Just ask the sidewalk bookseller in the capital city Amman.  His poster-sized photos document the King and Queen as readers, supporting indy bookstores and visiting his! Of course, stop in at Habiba just down the street, too, because that’s the 24-hour place to get the delectable pastry known as knafeh. 

knafeh in Amman, Jordan
Pastries rank high on favorite Jordanian culinary bucket lists. This is knafeh.

Check out involvement with the royal Hashemite family on Twitter because Queen Rania maintains active dialogues on many social media feeds. It’s the way I’m staying current with initiatives along the Jordan River and within Syrian refugee camps. 

What a contrast to attitudes elsewhere. In Jordan, people seek ways to help refugees in crisis, thousands of them, organizing to provide every Syrian refugee child with access to an education.   

Adjusting my western reactions to the look and the sounds took a few days, and that’s curious since I traveled so far on purpose, anticipating differences. Why do judgmental attitudes arise?

 
painting of women eating ice cream in Jordan
Respectful travelers  do not photograph Muslim women.
This painting suggests the curiosity visitors feel.

Fashion was a jolt, starting with the 12-hour flight on Royal Jordanian Airline. Most of the women were going home, dressed in a chador, covering their heads like a shawl, and many in an abaya with only face, hands and shoes showing. Comfortable, not burdened seemed to be their countenance. 

My seatmates in a row of three were Palestinian sisters.  Babies and toddlers were admired and assisted all night—no grumblings, just gracious family support from flight crew and passengers.   

Take advantage of the long flight instead of waiting for wheels down to begin the journey. 

Books on tape in the entertainment system include the Quran. Conversations across the aisle indicate the widespread Jordanian hospitality and reaffirm the sense of safety and security in the Kingdom. 

 Immersing in the sounds of language through the flight softened my ear to embrace the lyrical invitations to prayer five times a day, everywhere I traveled: wafting through my window in a downtown hotel or floating across archeological excavations from a mosque I could not see or merging with the bleating of the sheep in a Bedouin community.

sign at Jordan river

Simply absorbing the sense of place with wayfinding signs can be powerful in Jordan.

 

The repetitive beauty of the call to worship provided a balance I had not anticipated when planning my visit to the Jordan River site of the baptism of Jesus.  In this land where many say history was born, many histories connect. 

Petra in all its rock-carved magnificence also speaks to the ever-prevalent talk of peace in the Middle East. That’s because the Nabataean people credited with shaping this economic hub embraced diplomacy, not war.  

Notice multiple languages carved in the buildings, and architectural styles reflecting as many lands as the camel caravans passed through.  Petra was not an isolationist economic power.

 
plate of green almonds in Jordan

Almond eating at home is routine, but Jordan travelers find raw nuts to munch in roadside stands.

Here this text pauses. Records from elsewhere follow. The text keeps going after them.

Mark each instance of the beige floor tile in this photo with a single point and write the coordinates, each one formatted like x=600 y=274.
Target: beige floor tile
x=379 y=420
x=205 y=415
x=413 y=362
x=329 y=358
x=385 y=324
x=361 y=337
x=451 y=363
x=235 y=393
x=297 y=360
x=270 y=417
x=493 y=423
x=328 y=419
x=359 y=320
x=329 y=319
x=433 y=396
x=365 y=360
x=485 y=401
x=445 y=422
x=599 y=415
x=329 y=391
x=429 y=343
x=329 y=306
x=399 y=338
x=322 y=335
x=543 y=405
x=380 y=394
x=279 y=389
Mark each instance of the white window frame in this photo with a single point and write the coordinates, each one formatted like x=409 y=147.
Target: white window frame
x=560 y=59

Light-hearted experiences abound all through Jordan too, tasting raw almonds from a street vendor and keeping track of how many ways you can eat eggplant.   

Strolling the commercial souk in every community means touching luscious, fresh produce because shops are close and pathways narrow. Hurrying would be silly because shopkeepers trigger a cadence one with another as they tout their wares. 

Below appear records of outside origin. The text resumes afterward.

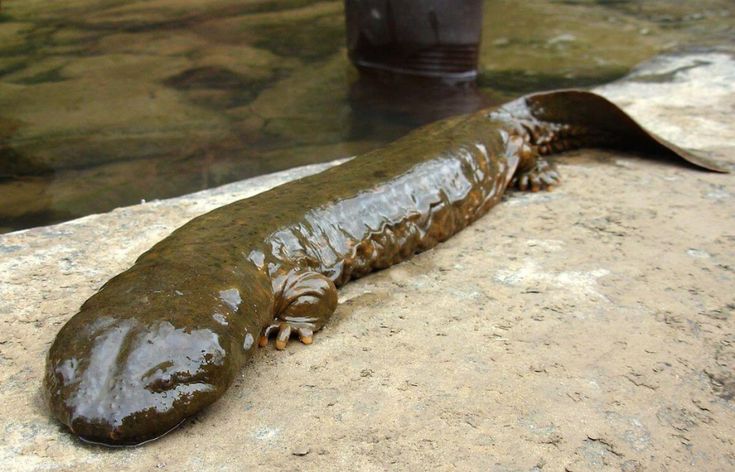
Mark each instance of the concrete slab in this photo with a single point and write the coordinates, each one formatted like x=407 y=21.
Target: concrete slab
x=586 y=329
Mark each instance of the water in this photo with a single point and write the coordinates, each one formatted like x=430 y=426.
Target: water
x=104 y=103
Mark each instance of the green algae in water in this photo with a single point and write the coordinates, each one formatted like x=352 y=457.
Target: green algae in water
x=235 y=122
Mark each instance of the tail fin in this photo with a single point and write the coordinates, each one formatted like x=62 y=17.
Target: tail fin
x=594 y=112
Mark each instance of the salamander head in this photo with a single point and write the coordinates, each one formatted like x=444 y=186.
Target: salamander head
x=123 y=381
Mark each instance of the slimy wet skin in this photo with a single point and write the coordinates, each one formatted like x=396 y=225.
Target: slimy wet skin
x=165 y=338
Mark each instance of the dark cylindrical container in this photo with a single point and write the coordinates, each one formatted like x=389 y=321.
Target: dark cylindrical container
x=428 y=38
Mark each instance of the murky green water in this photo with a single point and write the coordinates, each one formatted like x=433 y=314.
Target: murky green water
x=104 y=103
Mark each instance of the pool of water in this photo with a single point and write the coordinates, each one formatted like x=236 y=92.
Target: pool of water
x=105 y=103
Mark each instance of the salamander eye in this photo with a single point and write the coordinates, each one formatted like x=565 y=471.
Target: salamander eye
x=161 y=384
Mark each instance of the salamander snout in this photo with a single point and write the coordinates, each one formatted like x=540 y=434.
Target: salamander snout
x=119 y=382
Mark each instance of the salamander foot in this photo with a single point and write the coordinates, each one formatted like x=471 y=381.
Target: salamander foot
x=282 y=330
x=542 y=176
x=304 y=303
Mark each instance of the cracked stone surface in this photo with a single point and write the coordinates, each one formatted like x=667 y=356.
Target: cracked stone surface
x=586 y=329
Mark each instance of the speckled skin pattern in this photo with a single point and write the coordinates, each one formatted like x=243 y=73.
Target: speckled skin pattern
x=165 y=338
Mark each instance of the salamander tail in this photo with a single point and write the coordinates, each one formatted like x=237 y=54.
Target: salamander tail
x=583 y=119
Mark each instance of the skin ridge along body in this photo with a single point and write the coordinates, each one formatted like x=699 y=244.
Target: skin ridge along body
x=165 y=338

bags of grains in Souk in Jordan

Marketplaces are lively, colorful, musical in Jordan. Stroll slowly to soak the ambience in the souk.

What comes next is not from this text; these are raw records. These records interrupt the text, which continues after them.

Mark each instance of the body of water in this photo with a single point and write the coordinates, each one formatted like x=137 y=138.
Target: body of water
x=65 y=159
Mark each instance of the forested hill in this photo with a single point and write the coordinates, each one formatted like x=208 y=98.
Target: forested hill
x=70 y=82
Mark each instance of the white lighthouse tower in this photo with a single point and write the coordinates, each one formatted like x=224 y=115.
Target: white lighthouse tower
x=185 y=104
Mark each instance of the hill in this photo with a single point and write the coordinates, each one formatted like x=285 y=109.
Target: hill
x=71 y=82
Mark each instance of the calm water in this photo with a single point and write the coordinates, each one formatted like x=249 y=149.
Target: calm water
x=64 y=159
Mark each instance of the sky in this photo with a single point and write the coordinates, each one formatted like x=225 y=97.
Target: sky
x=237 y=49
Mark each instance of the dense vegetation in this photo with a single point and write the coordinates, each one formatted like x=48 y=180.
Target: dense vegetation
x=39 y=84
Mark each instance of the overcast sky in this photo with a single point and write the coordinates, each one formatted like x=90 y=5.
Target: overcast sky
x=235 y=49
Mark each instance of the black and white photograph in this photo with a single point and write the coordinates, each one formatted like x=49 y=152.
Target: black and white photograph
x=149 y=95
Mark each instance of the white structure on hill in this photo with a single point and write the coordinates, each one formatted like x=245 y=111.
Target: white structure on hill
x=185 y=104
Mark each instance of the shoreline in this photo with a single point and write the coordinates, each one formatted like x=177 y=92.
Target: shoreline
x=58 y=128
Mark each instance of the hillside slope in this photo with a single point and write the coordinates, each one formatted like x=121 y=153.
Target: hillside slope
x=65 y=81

Slathering your own body or a stranger’s with Dead Sea mud creates laughter, and then serenity since everyone floats languidly as the 21 mineral properties provide their healing touch. 

Sharing coffee with a Bedouin family, in their goat-hair tent, and then bread called shraak just out of the fire, opens up yet another deep connection to this land and its history.  

Spending the night with the Bedouin deepens the relationship even more. 

Those details need to wind their way into another story, another day.